GCC has other heuristics as well, like reduction of immediates by 1, when comparing with inequality. if (a < 2)
is transformed to if (a <= 1)
, which does not make sense if one also needs to to compute if (a == 2)
for some other use.
One can anyway prevent GCC and clang from taking some optimisations by an optimisation barrier asm("" :"+r"(a))
-- combined with having the constants as non-const variables.
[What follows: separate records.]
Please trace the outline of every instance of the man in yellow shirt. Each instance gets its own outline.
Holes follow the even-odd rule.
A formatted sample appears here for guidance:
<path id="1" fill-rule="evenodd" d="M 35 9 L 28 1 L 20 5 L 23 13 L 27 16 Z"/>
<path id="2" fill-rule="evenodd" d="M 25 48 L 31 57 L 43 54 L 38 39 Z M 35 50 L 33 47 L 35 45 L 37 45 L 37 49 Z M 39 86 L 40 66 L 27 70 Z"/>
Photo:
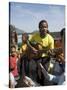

The barrier informs that register containing a
is being somehow modified by the asm
statement, meaning that a
no longer contains the constant. Subsequently a << 1, a << 2
are also no longer immediates derivable from a
.
void test(uint_fast64_t *const coord, const uint_fast8_t x, const uint_fast8_t z, const uint_fast8_t y) {
uint_fast64_t m = 0x2040810204081ULL, a = 0x101010101010101ULL;
asm("" : "+r"(a));
uint_fast64_t xm = x * m & a;
uint_fast64_t ym = y * m & a;
uint_fast64_t zm = z * m & a;
*coord = xm | (zm << 1) | (ym << 2);
}
In this particular case one can apparently also use
void test(uint_fast64_t *const coord, const uint_fast8_t x, const uint_fast8_t z, const uint_fast8_t y) {
static const uint_fast64_t m = 0x2040810204081ULL, a = 0x101010101010101ULL;
*coord = (x * m & a) + (z * m & a) * 2 + (y * m & a) * 4;
}
for
test:
movabs r8, 567382630219905
movzx ecx, cl
movzx edx, dl
movabs rax, 72340172838076673
imul rcx, r8
movzx esi, sil
imul rdx, r8
imul rsi, r8
and rcx, rax
add rcx, rcx
and rdx, rax
add rcx, rdx
and rsi, rax
add rcx, rcx
add rcx, rsi
mov QWORD PTR [rdi], rcx
ret
In this case I would have actually expected lea rax, [rax + 4*rbx]
format to be used, instead of two separate add rcx, rcx
to left-shift by 1 as it accumulates in a longer dependency chain than necessary.